Kahn, who moved four years ago to Sonoma County from Canoga Park near Los Angeles, figures that over the years he has logged anywhere from 20 to 40 hours weekly in various volunteer functions. While living in Southern California, he served as president of the Woodland Hills B’nai B’rith and its San Fernando council, and was a board member at his local synagogue.
Currently, his energy is largely focused on running the concession stands for the Windsor High School booster club and helping with efforts to raise $250,000 to build a school football field. What makes his work even more extraordinary is the fact that Kahn has no children on the teams or even at the school.
“I believe in getting involved,” he explains simply. Kahn says a model for his service to others came from his father, who ran the family grocery store in a tiny town called Mikado, Mich., and organized the volunteer fire department there. In the only Jewish family in town, Kahn traveled 35 miles each way to the closest synagogue for Hebrew-school lessons.
Both of his own children, 27-year-old Cyndi and 30-year-old Jeremy, wrote separate letters proposing their dad as an honorary torchbearer. Carrying the Olympic flame had been a dream of Kahn’s ever since he watched the symbolic relay pass near his L.A.-area house in 1984.
“I’m a little nervous. I’m very excited,” he confesses. Kahn said a contingent of family and friends will be on hand to watch while he carries the torch for the quarter-mile leg.
A former board member at Santa Rosa’s Congregation Beth Ami, Kahn works as a clerk at Bell Market in Marinwood. When customers learn that he’ll be a torchbearer, “I’ve got people shaking my hand,” he says.
Activism often leads to long days for Kahn, who works 32 hours a week at the supermarket.
In Windsor, he is a regular fan at school football, basketball and baseball games as well as wrestling matches. “People who don’t know me ask, ‘Which one is my kid?'” he says. When he explains that none of them is, people will ask him why he’s there. To that, Kahn replies, “I’m doing it for the kids. It gives them pride to know that people really like them and respect what they’re doing.”

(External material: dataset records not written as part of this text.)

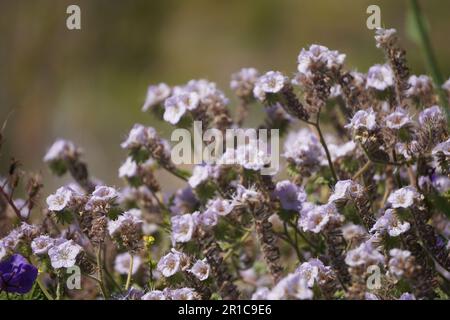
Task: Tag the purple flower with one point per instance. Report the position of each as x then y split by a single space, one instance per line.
17 275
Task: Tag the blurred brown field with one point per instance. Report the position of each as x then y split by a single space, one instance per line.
88 86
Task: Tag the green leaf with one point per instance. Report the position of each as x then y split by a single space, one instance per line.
440 203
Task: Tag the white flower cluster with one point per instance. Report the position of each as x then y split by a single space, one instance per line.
270 83
318 57
315 218
304 148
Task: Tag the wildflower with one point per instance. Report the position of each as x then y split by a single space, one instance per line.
183 227
292 286
183 294
269 83
173 110
365 119
139 136
389 222
199 175
128 229
317 57
184 201
154 295
243 82
310 272
385 37
156 94
17 275
200 270
101 197
23 208
340 151
172 263
291 196
128 169
64 255
221 207
123 261
401 261
11 241
261 293
207 219
370 296
59 200
446 85
397 119
433 113
2 251
303 148
345 190
315 218
403 198
380 77
244 195
60 150
407 296
42 244
352 232
419 86
443 147
364 254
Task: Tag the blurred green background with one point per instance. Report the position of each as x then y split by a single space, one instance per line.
88 86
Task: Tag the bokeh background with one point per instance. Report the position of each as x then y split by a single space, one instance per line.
88 86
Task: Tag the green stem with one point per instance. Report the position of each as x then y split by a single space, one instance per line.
427 48
130 271
327 152
100 271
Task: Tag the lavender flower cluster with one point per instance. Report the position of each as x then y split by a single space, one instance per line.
359 212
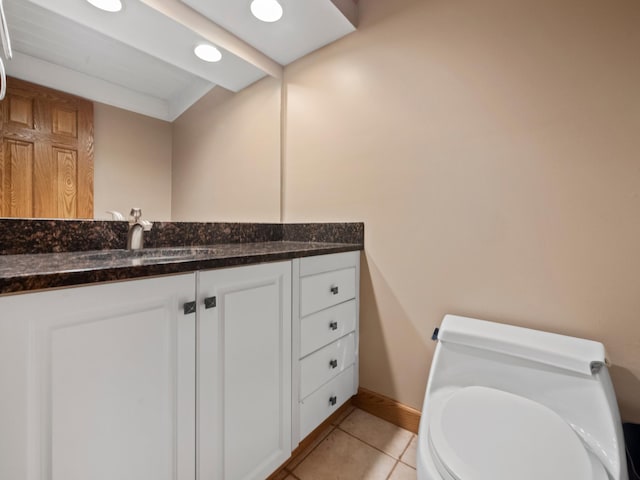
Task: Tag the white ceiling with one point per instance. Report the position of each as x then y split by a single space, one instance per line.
142 60
306 25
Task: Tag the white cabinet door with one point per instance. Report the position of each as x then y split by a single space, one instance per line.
98 382
244 371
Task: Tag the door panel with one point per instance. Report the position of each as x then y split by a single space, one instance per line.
99 382
244 374
56 179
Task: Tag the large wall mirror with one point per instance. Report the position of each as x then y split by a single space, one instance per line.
181 138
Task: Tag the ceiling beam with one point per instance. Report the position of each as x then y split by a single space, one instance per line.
186 16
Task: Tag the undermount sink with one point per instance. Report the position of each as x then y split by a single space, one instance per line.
150 254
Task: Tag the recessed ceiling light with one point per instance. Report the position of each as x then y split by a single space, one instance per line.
208 53
266 10
107 5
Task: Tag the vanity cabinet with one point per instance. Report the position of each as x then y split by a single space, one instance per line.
98 382
325 329
244 371
214 375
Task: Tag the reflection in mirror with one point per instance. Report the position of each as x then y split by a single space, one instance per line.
220 160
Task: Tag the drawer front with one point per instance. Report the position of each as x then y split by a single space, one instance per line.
326 326
323 365
323 402
324 290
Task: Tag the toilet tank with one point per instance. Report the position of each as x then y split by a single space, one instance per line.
567 374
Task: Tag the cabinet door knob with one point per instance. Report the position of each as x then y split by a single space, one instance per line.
210 302
189 307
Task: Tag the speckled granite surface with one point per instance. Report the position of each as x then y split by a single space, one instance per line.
214 246
20 236
19 273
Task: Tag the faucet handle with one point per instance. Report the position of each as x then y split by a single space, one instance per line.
136 213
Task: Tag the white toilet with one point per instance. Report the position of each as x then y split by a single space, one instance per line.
510 403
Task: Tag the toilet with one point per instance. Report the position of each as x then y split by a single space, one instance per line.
510 403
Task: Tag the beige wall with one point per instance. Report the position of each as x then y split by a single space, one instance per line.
132 163
491 147
226 156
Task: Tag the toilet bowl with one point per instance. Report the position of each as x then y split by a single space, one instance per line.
509 403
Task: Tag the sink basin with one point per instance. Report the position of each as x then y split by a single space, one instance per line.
149 254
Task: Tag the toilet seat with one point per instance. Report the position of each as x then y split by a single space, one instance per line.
481 433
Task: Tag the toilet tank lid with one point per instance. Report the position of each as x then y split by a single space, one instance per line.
569 353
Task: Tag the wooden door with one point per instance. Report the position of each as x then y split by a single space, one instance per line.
46 153
98 382
244 371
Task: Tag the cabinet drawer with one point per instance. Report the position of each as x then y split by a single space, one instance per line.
327 399
324 290
321 366
326 326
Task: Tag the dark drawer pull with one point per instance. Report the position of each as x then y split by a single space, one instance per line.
189 308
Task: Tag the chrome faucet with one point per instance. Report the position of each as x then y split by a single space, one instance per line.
137 227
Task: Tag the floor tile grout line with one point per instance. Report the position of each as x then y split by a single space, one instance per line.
406 448
395 465
367 443
333 429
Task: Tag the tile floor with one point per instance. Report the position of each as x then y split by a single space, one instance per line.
359 446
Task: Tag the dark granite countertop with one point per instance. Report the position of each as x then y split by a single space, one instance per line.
28 272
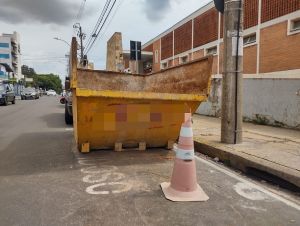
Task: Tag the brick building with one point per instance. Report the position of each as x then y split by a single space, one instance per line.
271 57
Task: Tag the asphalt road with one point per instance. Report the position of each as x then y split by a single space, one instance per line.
45 181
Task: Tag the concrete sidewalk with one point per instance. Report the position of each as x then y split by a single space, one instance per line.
265 150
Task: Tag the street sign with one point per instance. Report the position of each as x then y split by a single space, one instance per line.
219 4
135 50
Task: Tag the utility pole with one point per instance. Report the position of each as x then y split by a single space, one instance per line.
81 42
232 83
81 35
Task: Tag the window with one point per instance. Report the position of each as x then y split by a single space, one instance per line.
250 39
164 65
156 56
4 45
211 51
183 59
4 56
295 25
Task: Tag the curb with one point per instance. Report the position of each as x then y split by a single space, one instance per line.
248 163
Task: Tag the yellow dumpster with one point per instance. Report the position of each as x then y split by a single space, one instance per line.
114 110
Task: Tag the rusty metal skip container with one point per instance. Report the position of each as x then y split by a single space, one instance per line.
114 110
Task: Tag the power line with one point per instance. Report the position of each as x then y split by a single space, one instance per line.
80 11
97 34
111 19
100 18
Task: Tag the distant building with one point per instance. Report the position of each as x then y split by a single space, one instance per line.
271 57
114 59
10 54
27 70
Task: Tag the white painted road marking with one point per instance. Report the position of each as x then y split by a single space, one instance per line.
100 177
248 183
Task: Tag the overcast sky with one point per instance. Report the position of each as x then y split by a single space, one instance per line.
39 21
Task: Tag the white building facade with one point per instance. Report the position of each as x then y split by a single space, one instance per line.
10 54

Kahn says he also goes to make up for the many parents who never attend their children’s sporting events.
When he lived in Canoga Park, Kahn became such a regular fixture at the local high school that he had his own set of keys to the school and an assigned spot in the parking lot. “My wife, if she wanted me, she’d call the school,” he says.
Several years ago, he had a friend who coached a championship softball team that played in the Maccabi Games. Though Kahn himself never attended the event, he organized three Chanukah runs that raised about $5,000 each to support the squad.
Active for almost 25 years in B’nai B’rith in Southern California, Kahn helped with that organization’s fund-raisers as well.
“I just like doing it,” he says. “If somebody needs something, I’ll try to help.”